Activation-induced T-cell death is cell cycle dependent and regulated by cyclin B.

Developing thymocytes and some T-cell hybridomas undergo activation-dependent programmed cell death. Although recent studies have identified some critical regulators in programmed cell death, the role of cell cycle regulation in activation-induced cell death in T cells has not been addressed. We demonstrate that synchronized T-cell hybridomas, irrespective of the point in the cell cycle at which they are activated, stop cycling shortly after they reach G2/M. These cells exhibit the diagnostic characteristics of apoptotic cell death.
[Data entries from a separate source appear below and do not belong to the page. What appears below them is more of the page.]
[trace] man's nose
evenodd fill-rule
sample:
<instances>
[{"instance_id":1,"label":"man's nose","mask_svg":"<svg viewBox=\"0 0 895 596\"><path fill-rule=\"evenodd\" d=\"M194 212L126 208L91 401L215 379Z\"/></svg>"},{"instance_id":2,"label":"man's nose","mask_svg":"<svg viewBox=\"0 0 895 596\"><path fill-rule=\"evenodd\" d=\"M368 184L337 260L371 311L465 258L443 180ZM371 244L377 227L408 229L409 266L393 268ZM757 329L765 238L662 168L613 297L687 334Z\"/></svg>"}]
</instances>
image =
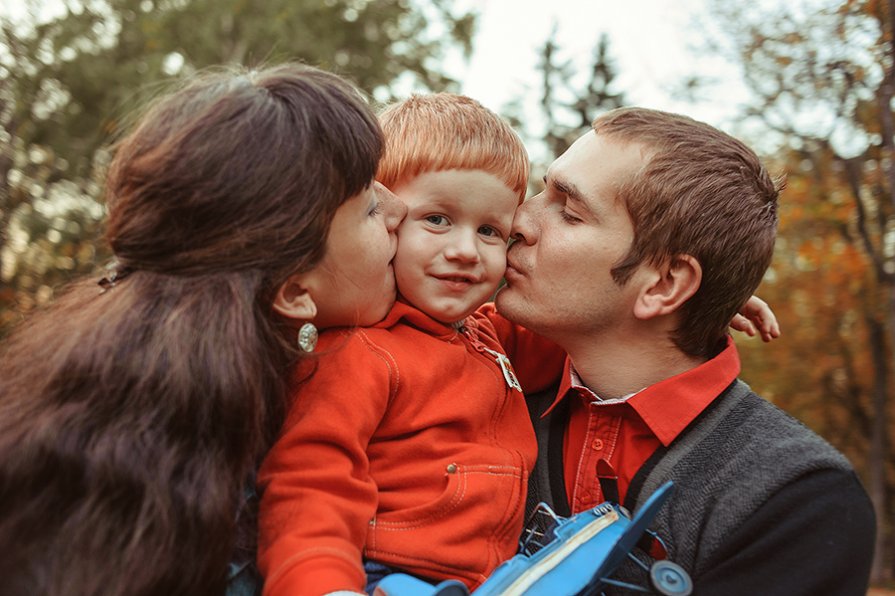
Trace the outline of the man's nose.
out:
<instances>
[{"instance_id":1,"label":"man's nose","mask_svg":"<svg viewBox=\"0 0 895 596\"><path fill-rule=\"evenodd\" d=\"M544 199L544 193L536 194L526 199L516 209L513 216L513 226L510 228L510 236L519 242L532 244L537 234L537 218L535 213Z\"/></svg>"}]
</instances>

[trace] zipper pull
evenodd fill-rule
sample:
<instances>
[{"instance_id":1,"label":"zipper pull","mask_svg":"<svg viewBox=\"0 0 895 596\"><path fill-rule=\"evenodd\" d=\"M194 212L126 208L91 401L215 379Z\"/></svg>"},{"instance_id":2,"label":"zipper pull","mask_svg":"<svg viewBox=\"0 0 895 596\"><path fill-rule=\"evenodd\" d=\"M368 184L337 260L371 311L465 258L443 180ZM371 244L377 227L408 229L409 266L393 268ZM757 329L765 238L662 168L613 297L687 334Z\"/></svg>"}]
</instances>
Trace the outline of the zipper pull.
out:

Although p34cdc2 levels are not perturbed after activation of synchronously cycling T cells, cyclin B- and p34cdc2-associated histone H1 kinase activity is persistently elevated. This activation-dependent induction of H1 kinase activity in T cells is associated with a decrease in the phosphotyrosine content of p34cdc2. We also demonstrate that transient inappropriate coexpression of cyclin B with p34cdc2 induces DNA fragmentation in a heterologous cell type. Finally, in T cells, cyclin B-specific antisense oligonucleotides suppress activation-induced cell death but not cell death induced by exposure to dexamethasone. We therefore conclude that a persistent elevation of the level of cyclin B kinase is required for activation-induced programmed T-cell death.